End of day two, year 2015: So far, you’re right on track with your New Year’s resolution to eat healthier. Kicking ass, in fact. You’ve successfully cooked up six consecutive feasts of only local, non-processed, organic food. Too bad you’ve been sneaking spoonfuls of Nutella after mealtimes. A new study finds while Americans do purchase healthier food with the onset of New Year’s resolutions, we continue to buy treats like it’s still Christmas.
A research team from The University of Vermont worked with a grocery store chain in New York to track food purchases throughout the year. They then looked at the spending habits of 207 participating households during three seasons: Thanksgiving to New Year’s, New Year’s until March, and July to Thanksgiving. Here’s Smithsonian Magazine on the results:
Predictably, buyers made plenty of non-healthy choices during the holiday period, a time known for festivity, feasting, giving to others and a good bit of self-indulgence. Household food expenditures rose 15 percent over the baseline ($105.74 to $121.83), and three-quarters of that increase was represented by the purchase of less-healthy foods, the team reported this month in the journal PLOS ONE.
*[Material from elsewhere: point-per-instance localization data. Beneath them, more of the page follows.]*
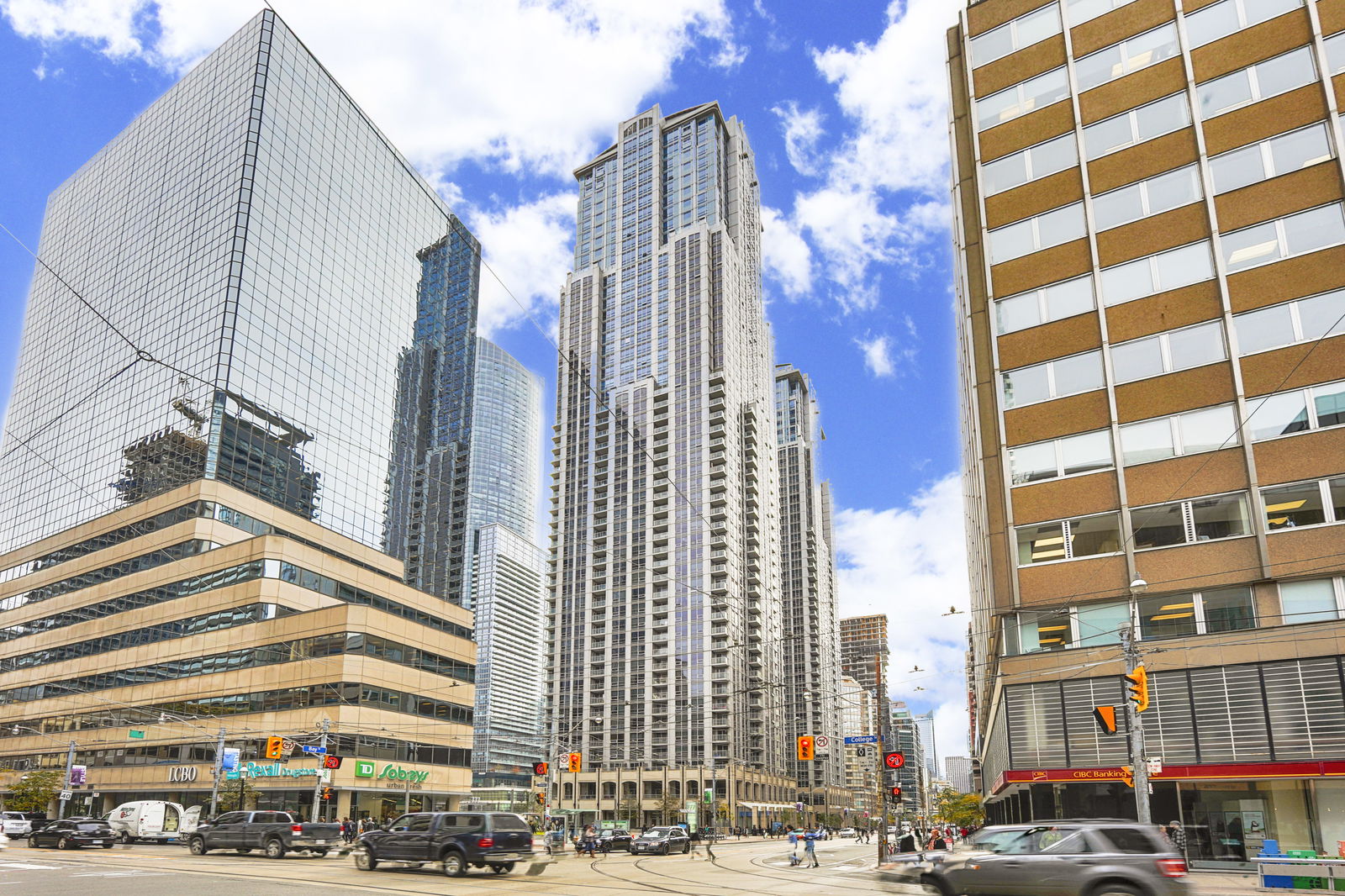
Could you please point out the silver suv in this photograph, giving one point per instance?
(1063, 857)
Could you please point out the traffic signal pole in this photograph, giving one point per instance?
(1138, 763)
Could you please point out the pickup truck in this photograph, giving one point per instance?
(454, 840)
(273, 833)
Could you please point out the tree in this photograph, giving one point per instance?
(33, 791)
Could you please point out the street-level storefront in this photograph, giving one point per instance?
(1227, 810)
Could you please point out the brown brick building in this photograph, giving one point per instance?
(1147, 203)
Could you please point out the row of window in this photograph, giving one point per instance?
(1204, 26)
(1184, 522)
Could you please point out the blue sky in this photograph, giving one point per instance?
(845, 107)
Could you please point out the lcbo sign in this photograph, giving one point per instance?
(365, 768)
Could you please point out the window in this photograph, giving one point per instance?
(1056, 302)
(1169, 351)
(1082, 11)
(1190, 521)
(1147, 121)
(1221, 19)
(1291, 322)
(1126, 57)
(1188, 434)
(1311, 600)
(1021, 98)
(1052, 380)
(1157, 273)
(1300, 410)
(1021, 33)
(1068, 540)
(1336, 53)
(1305, 503)
(1145, 198)
(1284, 237)
(1066, 456)
(1040, 232)
(1271, 158)
(1255, 82)
(1029, 165)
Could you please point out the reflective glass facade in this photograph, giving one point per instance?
(253, 237)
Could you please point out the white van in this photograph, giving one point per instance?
(152, 820)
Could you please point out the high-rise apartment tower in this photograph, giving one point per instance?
(665, 609)
(1152, 288)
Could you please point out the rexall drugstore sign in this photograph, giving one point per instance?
(365, 768)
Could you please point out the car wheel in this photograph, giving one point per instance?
(454, 864)
(1116, 888)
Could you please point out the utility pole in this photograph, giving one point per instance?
(219, 771)
(65, 788)
(318, 779)
(1138, 763)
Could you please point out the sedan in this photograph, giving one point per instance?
(662, 841)
(71, 833)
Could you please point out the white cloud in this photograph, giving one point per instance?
(529, 248)
(784, 253)
(878, 356)
(513, 84)
(910, 562)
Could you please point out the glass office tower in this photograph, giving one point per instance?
(251, 246)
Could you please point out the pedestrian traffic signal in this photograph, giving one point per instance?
(1106, 719)
(1138, 688)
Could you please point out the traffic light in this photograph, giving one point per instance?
(1138, 688)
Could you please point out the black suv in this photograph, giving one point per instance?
(662, 841)
(455, 840)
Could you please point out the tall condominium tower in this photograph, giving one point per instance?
(665, 609)
(811, 638)
(1150, 286)
(195, 454)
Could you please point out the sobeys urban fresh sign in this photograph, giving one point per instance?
(365, 768)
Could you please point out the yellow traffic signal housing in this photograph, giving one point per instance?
(1138, 688)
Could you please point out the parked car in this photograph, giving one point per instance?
(15, 825)
(662, 841)
(71, 833)
(1060, 857)
(275, 833)
(456, 841)
(154, 820)
(614, 838)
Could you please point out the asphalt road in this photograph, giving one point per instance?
(145, 869)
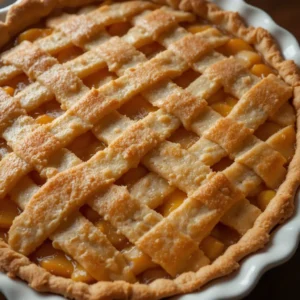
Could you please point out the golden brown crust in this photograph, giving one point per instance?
(280, 208)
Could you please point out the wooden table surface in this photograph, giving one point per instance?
(282, 282)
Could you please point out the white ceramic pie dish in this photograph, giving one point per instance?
(285, 239)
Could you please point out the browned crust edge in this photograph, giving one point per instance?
(281, 208)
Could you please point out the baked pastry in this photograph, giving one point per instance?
(145, 149)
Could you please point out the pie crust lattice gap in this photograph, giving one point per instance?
(51, 211)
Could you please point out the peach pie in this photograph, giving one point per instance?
(146, 147)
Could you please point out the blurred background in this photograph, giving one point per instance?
(286, 13)
(282, 282)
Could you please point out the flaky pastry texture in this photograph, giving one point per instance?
(28, 12)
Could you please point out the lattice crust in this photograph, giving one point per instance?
(51, 211)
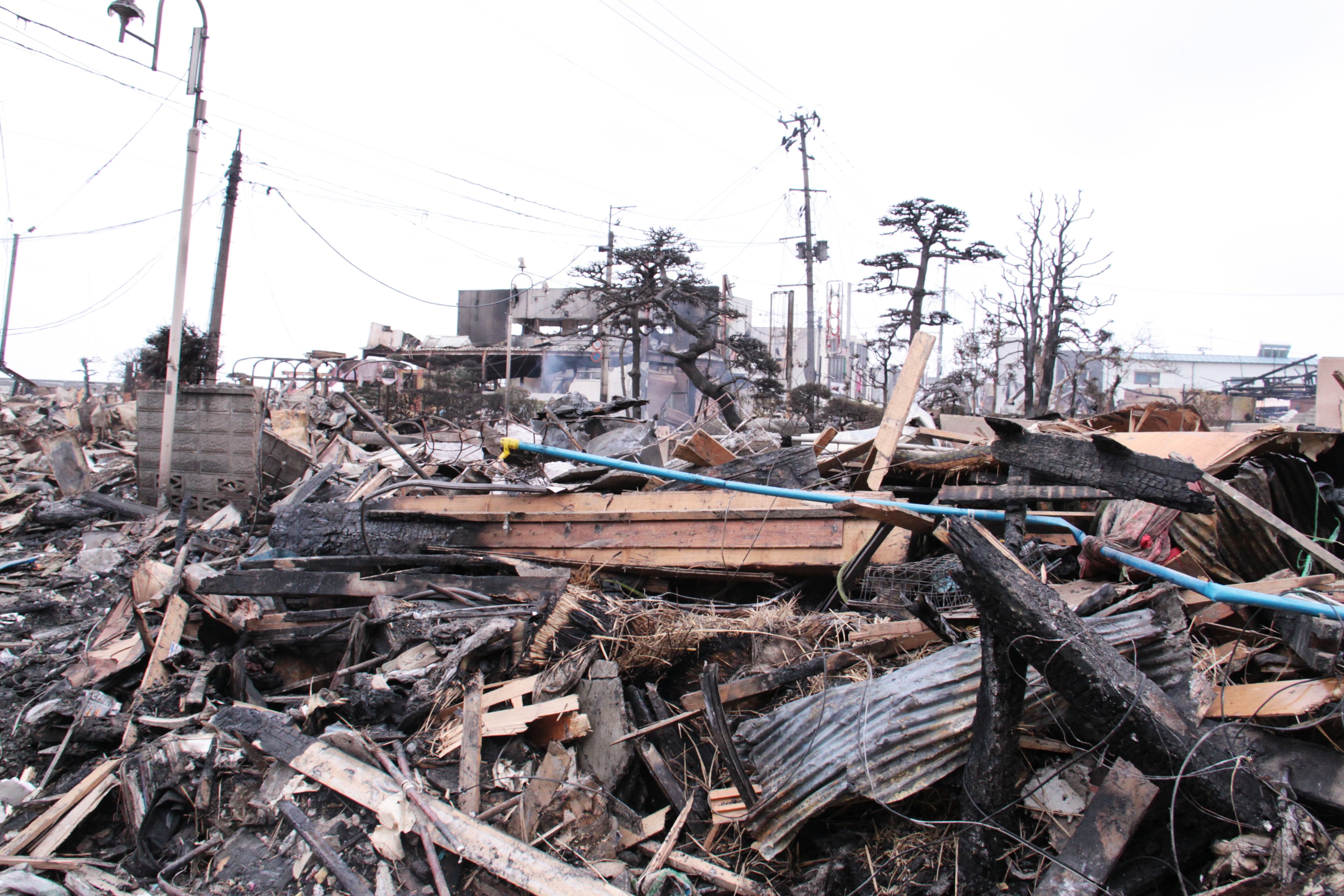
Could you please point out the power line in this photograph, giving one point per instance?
(120, 292)
(722, 50)
(344, 259)
(683, 58)
(680, 127)
(104, 166)
(5, 163)
(85, 69)
(546, 221)
(41, 25)
(427, 167)
(381, 203)
(100, 230)
(1181, 292)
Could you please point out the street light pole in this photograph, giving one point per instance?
(179, 296)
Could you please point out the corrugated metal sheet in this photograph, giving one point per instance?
(885, 738)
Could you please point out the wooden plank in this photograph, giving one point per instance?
(898, 409)
(510, 722)
(170, 633)
(710, 449)
(824, 440)
(1268, 699)
(591, 507)
(732, 534)
(469, 765)
(1101, 835)
(791, 468)
(350, 585)
(1272, 522)
(475, 841)
(717, 875)
(948, 436)
(651, 825)
(62, 829)
(728, 807)
(951, 494)
(40, 825)
(659, 726)
(900, 630)
(893, 516)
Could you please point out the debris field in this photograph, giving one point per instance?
(555, 656)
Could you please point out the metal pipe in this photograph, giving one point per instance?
(1211, 590)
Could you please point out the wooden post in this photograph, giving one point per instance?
(469, 769)
(990, 780)
(898, 409)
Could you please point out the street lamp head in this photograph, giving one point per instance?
(127, 10)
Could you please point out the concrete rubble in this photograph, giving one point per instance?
(412, 655)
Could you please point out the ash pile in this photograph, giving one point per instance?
(436, 659)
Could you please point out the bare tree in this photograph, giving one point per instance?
(85, 363)
(973, 358)
(882, 347)
(1043, 307)
(658, 288)
(936, 230)
(1104, 354)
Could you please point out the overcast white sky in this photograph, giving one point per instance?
(1205, 136)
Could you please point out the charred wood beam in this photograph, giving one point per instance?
(1015, 512)
(117, 506)
(999, 494)
(853, 574)
(792, 468)
(1143, 723)
(1101, 464)
(350, 882)
(990, 778)
(718, 725)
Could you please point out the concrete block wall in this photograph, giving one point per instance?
(216, 445)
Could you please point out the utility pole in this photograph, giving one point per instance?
(5, 331)
(179, 293)
(944, 314)
(802, 126)
(226, 232)
(604, 393)
(8, 298)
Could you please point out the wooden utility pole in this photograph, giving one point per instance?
(611, 256)
(226, 232)
(8, 298)
(802, 126)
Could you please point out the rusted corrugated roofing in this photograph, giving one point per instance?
(885, 738)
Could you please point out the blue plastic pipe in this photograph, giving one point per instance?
(1211, 590)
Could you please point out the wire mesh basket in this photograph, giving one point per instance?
(905, 583)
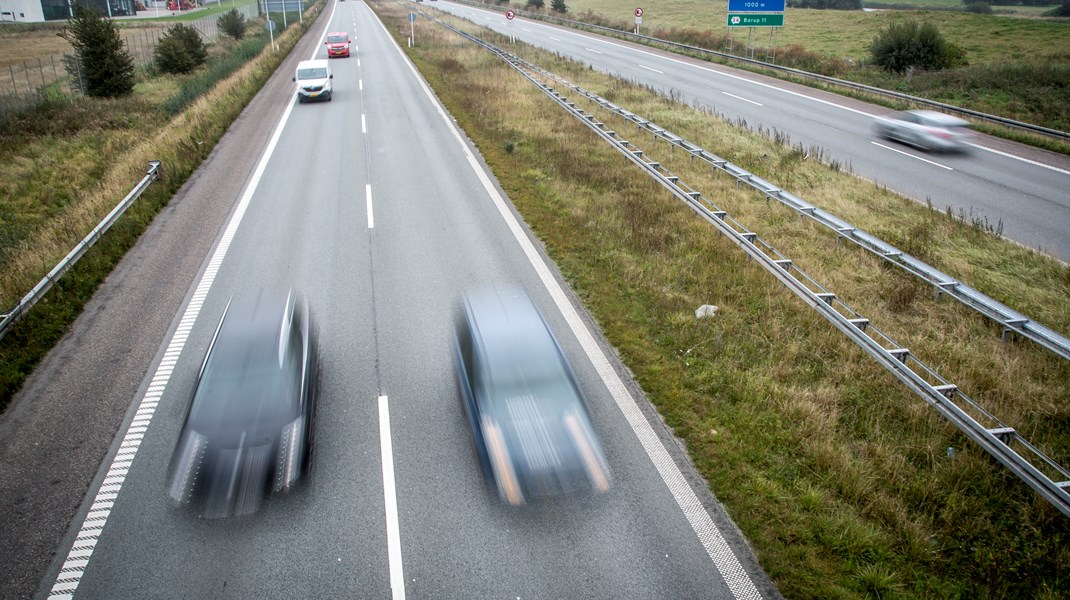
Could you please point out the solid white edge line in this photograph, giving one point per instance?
(66, 582)
(743, 98)
(728, 566)
(1022, 158)
(390, 498)
(912, 155)
(367, 200)
(797, 94)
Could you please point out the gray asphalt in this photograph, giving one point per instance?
(1000, 183)
(383, 300)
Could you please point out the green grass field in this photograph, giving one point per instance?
(839, 477)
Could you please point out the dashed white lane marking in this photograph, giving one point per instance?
(77, 559)
(367, 197)
(729, 567)
(912, 156)
(743, 98)
(390, 496)
(791, 92)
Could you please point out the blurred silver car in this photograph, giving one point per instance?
(249, 428)
(926, 129)
(533, 433)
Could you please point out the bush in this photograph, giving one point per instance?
(107, 67)
(180, 50)
(232, 24)
(907, 45)
(979, 8)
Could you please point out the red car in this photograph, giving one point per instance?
(337, 44)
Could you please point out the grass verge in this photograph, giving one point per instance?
(55, 188)
(845, 483)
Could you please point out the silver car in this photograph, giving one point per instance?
(533, 433)
(926, 129)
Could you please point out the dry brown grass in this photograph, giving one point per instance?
(838, 475)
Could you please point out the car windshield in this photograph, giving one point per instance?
(316, 73)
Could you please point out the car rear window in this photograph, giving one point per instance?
(311, 73)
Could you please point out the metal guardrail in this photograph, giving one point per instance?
(1010, 320)
(35, 294)
(994, 436)
(977, 116)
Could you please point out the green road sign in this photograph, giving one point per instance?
(755, 19)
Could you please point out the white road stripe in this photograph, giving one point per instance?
(743, 98)
(722, 556)
(66, 582)
(367, 196)
(390, 496)
(912, 156)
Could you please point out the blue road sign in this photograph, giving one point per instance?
(755, 5)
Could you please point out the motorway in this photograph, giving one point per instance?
(1025, 189)
(323, 197)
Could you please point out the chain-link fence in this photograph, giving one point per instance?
(24, 85)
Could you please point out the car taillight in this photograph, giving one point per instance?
(290, 452)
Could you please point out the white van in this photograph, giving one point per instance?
(314, 80)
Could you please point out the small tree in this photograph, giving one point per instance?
(107, 67)
(907, 45)
(180, 50)
(232, 24)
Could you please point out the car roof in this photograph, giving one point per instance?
(517, 343)
(246, 377)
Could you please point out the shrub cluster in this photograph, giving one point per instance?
(180, 50)
(232, 24)
(907, 45)
(106, 66)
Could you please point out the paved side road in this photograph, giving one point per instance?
(60, 426)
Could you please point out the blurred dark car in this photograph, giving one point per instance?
(533, 432)
(926, 129)
(249, 428)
During the post-holiday period, sales of healthy foods spiked by 18.9 percent above the holiday period and nearly 30 percent above the baseline. But sales of less-healthy foods continued unabated at holiday levels. The addition of healthier purchases to less-healthy buying meant that weekly per-serving calories purchased actually rose after New Year’s by some 9 percent.
So what’s happening here? Researchers haven’t put a finger on exactly the reason, but muster a guess that we could just be wasting more food, waiting for bikini season to really get serious, or eating more in general.
If you plan on sticking with your resolution, then instead of reaching for the chips and soft drinks at the grocery store, try rewarding yourself with leftovers or homemade treats. It’ll lead to cupboards less cluttered with excess food, which also means less potential food waste. And if you still don’t know how to cook, well, there’s always next year.